A new programme will let you decide how money seized from criminals will be spent in your community.

The programme, called Community Cashback, is designed to give you more of a say in how criminals' pay your community back for their crimes.

The latest Home Office figures show that the value of assets recovered from criminals this year rose to an all time high of £148m.

Until now that money has been split between frontline services, such as the police and courts. This is the first time a portion of that money is being paid back into communities.

Get involved

You will be able to vote on the Community Cashback website (new window) to decide which local projects should receive money. You can also suggest a project in your area that deserves investment.

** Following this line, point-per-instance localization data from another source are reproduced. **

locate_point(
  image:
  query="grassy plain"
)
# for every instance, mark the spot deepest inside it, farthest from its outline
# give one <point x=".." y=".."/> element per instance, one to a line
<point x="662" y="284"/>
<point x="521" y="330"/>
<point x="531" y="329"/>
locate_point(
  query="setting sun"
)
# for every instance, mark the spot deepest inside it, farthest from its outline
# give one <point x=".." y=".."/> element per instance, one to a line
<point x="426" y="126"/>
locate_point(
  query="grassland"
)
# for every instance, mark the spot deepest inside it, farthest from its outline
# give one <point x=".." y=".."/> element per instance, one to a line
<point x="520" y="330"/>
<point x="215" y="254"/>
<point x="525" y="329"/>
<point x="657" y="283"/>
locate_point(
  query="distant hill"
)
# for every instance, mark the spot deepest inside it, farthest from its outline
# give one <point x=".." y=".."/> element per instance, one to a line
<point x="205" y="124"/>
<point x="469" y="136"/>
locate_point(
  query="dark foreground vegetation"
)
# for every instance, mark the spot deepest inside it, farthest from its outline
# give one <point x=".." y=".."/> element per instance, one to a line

You can also make suggestions of worthy projects at your local neighbourhood police meetings, or through citizens' panels (new window).

New projects that provide good value for money, and are related in some way to preventing anti-social or criminal behaviour, will all be considered. The kinds of projects that would qualify include things like renovating a vandalised playground, enhancing a youth centre or improving security on a housing estate.

Stronger voice for local people

Home Secretary Alan Johnson said the scheme gives the public the chance to decide which projects will make a difference.

He said, 'The Community Cashback fund will ensure a portion of the ill-gotten gains of criminals are ploughed back into communities at a grassroots level, funding the projects that the public decide will make the most positive difference to their lives.’

But he said it would only work if people took part and got involved.

‘We are giving local people a stronger voice - I hope they will use it.’